Una Ministra a guardia dei Sigilli

Premessa necessaria: non essendo affetti dal femminismo di facciata, che si manifesta quando una donna viene nominata a un ruolo di vertice, commentando la scelta a Ministro della Giustizia di Marta Cartabia, vorremmo parlare delle sue opinioni su simboli religiosi nella scuola, aborto, diritti delle coppie omosessuali e fine vita, per capire con chi abbiamo a che fare. Siamo determinati a non farci inibire da un Ministro donna, già prima Presidente donna della Corte Costituzionale.
La Professoressa – già militante di Comunione e Liberazione, attiva ancora oggi negli organismi dirigenti di quella organizzazione politica – viene ricordata alla Bicocca per le modalità con le quali dette comunicazione della morte di suo marito segnalando ad amici e conoscenti che si era ricongiunto al Padre, abbandonando questa “valle di lacrime”. Dopo una brillante carriera di studiosa e giurista ed è stata nominata
giudice della Corte Costituzionale dal sig. Giorgio Napolitano, al quale, come Presidente della Repubblica pro tempore, apparteneva il potere di nominare 5 giudici della Corte, conformemente alla Costituzione. La professoressa diviene Presidente della Corte per avvicendamento, in quanto è consuetudine che i giudici della
Corte, alla fine del loro mandato, ricoprano questa carica a rotazione; infatti la Presidenza, per prassi consolidata, prevede l’avvicendamento in questa carica di ogni giudice. La sua presidenza è infatti iniziata l’ 11 dicembre 2019 ed è terminata il 13 settembre 2020, alla scadenza del mandato.
Ciò premesso quale ex Presidente la Professoressa , essendo donna viene considerata tra i papabili futuri Presidenti della Repubblica da chi vorrebbe in tal modo dare il segnale di un “cambio di passo” nel ricoprire le alte cariche dello Stato, come se ciò mettesse al sicuro le donne (e anche gli uomini), da ciò che ognuno pensa su alcune questioni fondamentali dei diritti di tutti.

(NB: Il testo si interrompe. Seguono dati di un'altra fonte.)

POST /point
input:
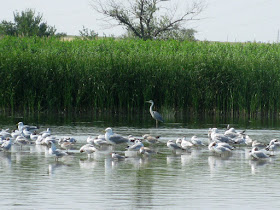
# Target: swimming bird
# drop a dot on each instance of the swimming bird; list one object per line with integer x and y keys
{"x": 196, "y": 141}
{"x": 136, "y": 146}
{"x": 88, "y": 148}
{"x": 155, "y": 114}
{"x": 219, "y": 149}
{"x": 6, "y": 146}
{"x": 151, "y": 139}
{"x": 116, "y": 156}
{"x": 257, "y": 154}
{"x": 146, "y": 151}
{"x": 114, "y": 138}
{"x": 185, "y": 144}
{"x": 57, "y": 152}
{"x": 21, "y": 126}
{"x": 46, "y": 133}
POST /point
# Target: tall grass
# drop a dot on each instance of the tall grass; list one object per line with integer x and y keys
{"x": 42, "y": 74}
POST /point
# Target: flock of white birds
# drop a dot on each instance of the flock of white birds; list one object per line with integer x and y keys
{"x": 220, "y": 143}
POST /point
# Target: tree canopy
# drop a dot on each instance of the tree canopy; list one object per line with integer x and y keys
{"x": 27, "y": 23}
{"x": 149, "y": 19}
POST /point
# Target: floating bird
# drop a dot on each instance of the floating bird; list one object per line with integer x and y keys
{"x": 257, "y": 154}
{"x": 88, "y": 148}
{"x": 196, "y": 141}
{"x": 21, "y": 126}
{"x": 151, "y": 139}
{"x": 57, "y": 152}
{"x": 155, "y": 114}
{"x": 116, "y": 156}
{"x": 136, "y": 146}
{"x": 6, "y": 146}
{"x": 146, "y": 151}
{"x": 114, "y": 138}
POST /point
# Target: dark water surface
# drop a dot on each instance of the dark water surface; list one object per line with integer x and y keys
{"x": 32, "y": 179}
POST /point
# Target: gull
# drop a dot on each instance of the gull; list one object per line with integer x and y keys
{"x": 5, "y": 133}
{"x": 218, "y": 137}
{"x": 185, "y": 144}
{"x": 57, "y": 152}
{"x": 21, "y": 126}
{"x": 114, "y": 138}
{"x": 21, "y": 140}
{"x": 219, "y": 148}
{"x": 46, "y": 133}
{"x": 88, "y": 148}
{"x": 34, "y": 136}
{"x": 146, "y": 151}
{"x": 172, "y": 145}
{"x": 136, "y": 146}
{"x": 116, "y": 156}
{"x": 232, "y": 133}
{"x": 150, "y": 139}
{"x": 273, "y": 145}
{"x": 196, "y": 141}
{"x": 257, "y": 154}
{"x": 6, "y": 146}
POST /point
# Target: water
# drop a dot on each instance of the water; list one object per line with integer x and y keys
{"x": 32, "y": 179}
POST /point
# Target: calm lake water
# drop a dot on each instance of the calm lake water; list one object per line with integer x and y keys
{"x": 32, "y": 179}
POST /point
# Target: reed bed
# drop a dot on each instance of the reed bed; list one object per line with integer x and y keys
{"x": 45, "y": 74}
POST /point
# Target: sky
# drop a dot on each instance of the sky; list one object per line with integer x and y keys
{"x": 221, "y": 20}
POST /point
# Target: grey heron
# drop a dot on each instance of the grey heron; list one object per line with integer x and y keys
{"x": 155, "y": 114}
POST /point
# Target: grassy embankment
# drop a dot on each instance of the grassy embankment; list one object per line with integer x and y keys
{"x": 52, "y": 75}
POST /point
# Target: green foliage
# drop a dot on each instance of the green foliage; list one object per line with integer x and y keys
{"x": 27, "y": 23}
{"x": 89, "y": 34}
{"x": 45, "y": 74}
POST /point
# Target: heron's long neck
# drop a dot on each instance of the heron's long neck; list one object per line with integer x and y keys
{"x": 151, "y": 108}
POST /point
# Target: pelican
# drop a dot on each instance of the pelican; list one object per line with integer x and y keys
{"x": 155, "y": 114}
{"x": 114, "y": 138}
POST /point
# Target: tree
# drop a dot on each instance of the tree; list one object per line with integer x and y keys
{"x": 26, "y": 23}
{"x": 86, "y": 33}
{"x": 147, "y": 19}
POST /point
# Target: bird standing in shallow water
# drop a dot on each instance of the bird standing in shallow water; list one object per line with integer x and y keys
{"x": 155, "y": 114}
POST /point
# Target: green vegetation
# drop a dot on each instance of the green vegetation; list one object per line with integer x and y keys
{"x": 46, "y": 74}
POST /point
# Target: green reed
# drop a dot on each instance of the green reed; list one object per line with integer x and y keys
{"x": 44, "y": 74}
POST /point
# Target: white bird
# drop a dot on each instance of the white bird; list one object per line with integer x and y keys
{"x": 151, "y": 139}
{"x": 155, "y": 114}
{"x": 6, "y": 146}
{"x": 5, "y": 133}
{"x": 219, "y": 149}
{"x": 88, "y": 148}
{"x": 257, "y": 154}
{"x": 21, "y": 126}
{"x": 116, "y": 156}
{"x": 21, "y": 140}
{"x": 136, "y": 146}
{"x": 196, "y": 141}
{"x": 57, "y": 152}
{"x": 173, "y": 146}
{"x": 114, "y": 138}
{"x": 46, "y": 133}
{"x": 146, "y": 151}
{"x": 218, "y": 137}
{"x": 185, "y": 144}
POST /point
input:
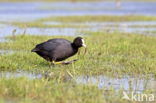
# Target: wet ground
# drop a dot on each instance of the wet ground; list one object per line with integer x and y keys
{"x": 127, "y": 83}
{"x": 31, "y": 11}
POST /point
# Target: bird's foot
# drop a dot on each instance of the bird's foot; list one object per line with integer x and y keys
{"x": 69, "y": 62}
{"x": 64, "y": 62}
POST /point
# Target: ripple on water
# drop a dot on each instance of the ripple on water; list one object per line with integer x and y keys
{"x": 18, "y": 74}
{"x": 127, "y": 83}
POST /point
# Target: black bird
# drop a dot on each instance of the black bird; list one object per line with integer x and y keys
{"x": 55, "y": 50}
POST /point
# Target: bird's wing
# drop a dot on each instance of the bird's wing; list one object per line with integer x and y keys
{"x": 51, "y": 44}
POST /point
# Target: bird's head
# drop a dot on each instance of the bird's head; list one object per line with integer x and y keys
{"x": 79, "y": 42}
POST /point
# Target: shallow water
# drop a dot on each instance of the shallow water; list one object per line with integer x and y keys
{"x": 18, "y": 74}
{"x": 126, "y": 83}
{"x": 35, "y": 10}
{"x": 141, "y": 27}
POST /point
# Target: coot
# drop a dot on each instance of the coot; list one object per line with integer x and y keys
{"x": 58, "y": 49}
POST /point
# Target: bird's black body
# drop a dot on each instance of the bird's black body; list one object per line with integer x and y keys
{"x": 57, "y": 49}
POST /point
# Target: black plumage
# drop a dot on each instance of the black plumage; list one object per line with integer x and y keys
{"x": 58, "y": 49}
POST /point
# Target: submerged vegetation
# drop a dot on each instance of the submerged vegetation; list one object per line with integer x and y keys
{"x": 108, "y": 54}
{"x": 70, "y": 21}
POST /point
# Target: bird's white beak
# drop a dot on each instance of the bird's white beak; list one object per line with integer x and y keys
{"x": 83, "y": 43}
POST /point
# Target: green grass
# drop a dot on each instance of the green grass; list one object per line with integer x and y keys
{"x": 108, "y": 54}
{"x": 114, "y": 53}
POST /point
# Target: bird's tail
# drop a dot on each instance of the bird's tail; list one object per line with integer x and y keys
{"x": 34, "y": 50}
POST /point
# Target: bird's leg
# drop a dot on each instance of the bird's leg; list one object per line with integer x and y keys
{"x": 54, "y": 63}
{"x": 64, "y": 62}
{"x": 69, "y": 62}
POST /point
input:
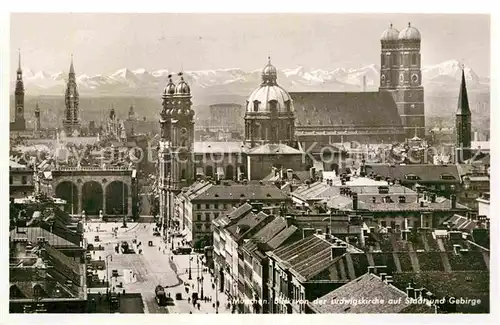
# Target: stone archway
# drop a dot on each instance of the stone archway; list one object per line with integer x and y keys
{"x": 68, "y": 191}
{"x": 230, "y": 172}
{"x": 116, "y": 198}
{"x": 92, "y": 197}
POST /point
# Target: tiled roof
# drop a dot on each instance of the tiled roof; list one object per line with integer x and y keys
{"x": 343, "y": 109}
{"x": 426, "y": 172}
{"x": 466, "y": 284}
{"x": 370, "y": 288}
{"x": 32, "y": 233}
{"x": 239, "y": 192}
{"x": 274, "y": 149}
{"x": 462, "y": 223}
{"x": 219, "y": 147}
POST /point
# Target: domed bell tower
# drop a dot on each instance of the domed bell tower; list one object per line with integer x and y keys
{"x": 389, "y": 59}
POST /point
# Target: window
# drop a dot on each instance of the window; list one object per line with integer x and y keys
{"x": 256, "y": 106}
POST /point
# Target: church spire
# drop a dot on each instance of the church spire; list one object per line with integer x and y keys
{"x": 19, "y": 61}
{"x": 463, "y": 100}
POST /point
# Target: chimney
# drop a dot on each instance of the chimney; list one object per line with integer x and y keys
{"x": 453, "y": 201}
{"x": 307, "y": 232}
{"x": 410, "y": 291}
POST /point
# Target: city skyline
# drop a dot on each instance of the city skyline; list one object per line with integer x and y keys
{"x": 283, "y": 36}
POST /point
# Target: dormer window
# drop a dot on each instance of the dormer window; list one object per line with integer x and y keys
{"x": 256, "y": 106}
{"x": 447, "y": 176}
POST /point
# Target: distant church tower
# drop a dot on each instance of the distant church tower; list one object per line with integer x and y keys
{"x": 71, "y": 122}
{"x": 463, "y": 121}
{"x": 19, "y": 121}
{"x": 401, "y": 74}
{"x": 176, "y": 145}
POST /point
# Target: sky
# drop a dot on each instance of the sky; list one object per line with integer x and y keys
{"x": 104, "y": 43}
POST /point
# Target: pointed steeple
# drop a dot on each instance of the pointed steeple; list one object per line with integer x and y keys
{"x": 19, "y": 61}
{"x": 71, "y": 67}
{"x": 463, "y": 100}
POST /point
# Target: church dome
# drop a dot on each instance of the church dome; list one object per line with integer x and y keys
{"x": 170, "y": 87}
{"x": 269, "y": 96}
{"x": 409, "y": 33}
{"x": 390, "y": 34}
{"x": 182, "y": 87}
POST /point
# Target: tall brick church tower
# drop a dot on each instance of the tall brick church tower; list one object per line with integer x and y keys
{"x": 401, "y": 75}
{"x": 176, "y": 166}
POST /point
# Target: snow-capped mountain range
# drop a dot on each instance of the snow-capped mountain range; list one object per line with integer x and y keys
{"x": 237, "y": 81}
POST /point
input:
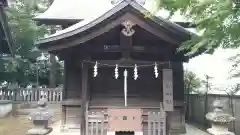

Ebbene documentatamente la ex Presidente della Corte Costituzionale, ora Ministro, è favorevole all’obbligo di affissione del crocefisso nelle aule scolastiche a richiesta della maggioranza; è contraria all’aborto, a proposito del quale ha scritto che «il “diritto a non nascere” o il “diritto a darsi la morte” e questo malgrado che una legge dello Stato lo consenta; considera uno straripamento inaccettabile dei diritti individuali concedere diritti alle coppie omosessuali e consentire l’apertura del matrimonio a queste persone;
ha posizioni contrarie in materia di fine vita, in quanto non accetta che sia l’autodeterminazione del soggetto l’elemento decisivo della scelta che induce una persona a interrompere la propria vita. Ritornano in mente le sue dichiarazioni a proposito di Eluana Englaro quando scrisse “il diritto all’autodeterminazione del soggetto incapace: un ossimoro, se non fosse affermato dalla Suprema Corte di cassazione.”
In alte parole “fuori da una concezione creaturale in cui l’uomo è in diretto rapporto con l’infinito, non si da dignità umana e i diritti, anziché costituire la massima valorizzazione della persona, aprono la strada al suo annientamento”; è quanto avrebbero detto in modo meno dotto ed elegante Adinolfi. Pillon e Fontana.
Onestamente non sappiamo se Mario Draghi abbia voluto a quella carica Marta Cartabia per tenerla d’occhio, in attesa che giunga alla scadenza il mandato di Mattarella e si elegga il nuovo Presidente della Repubblica; a quella carica, infatti, ambirebbe, a detta di molti, la Ministra, in nome dell’”opzione donna”.
Nel suo programma il premier ha la riforma della giustizia civile, e in particolare del codice di procedura civile, del quale la Ministra non è tecnicamente un’esperta, occupandosi soprattutto di diritto comunitario e diritti fondamentali, come le sue esternazioni ainoi dimostrano.
Da parte nostra ci ostiniamo a preferire una selezione che garantisca i diritti costituzionali e che non costituisca un’opzione così marcatamente caratterizzata in materie sensibili quali quelle che abbiamo citato.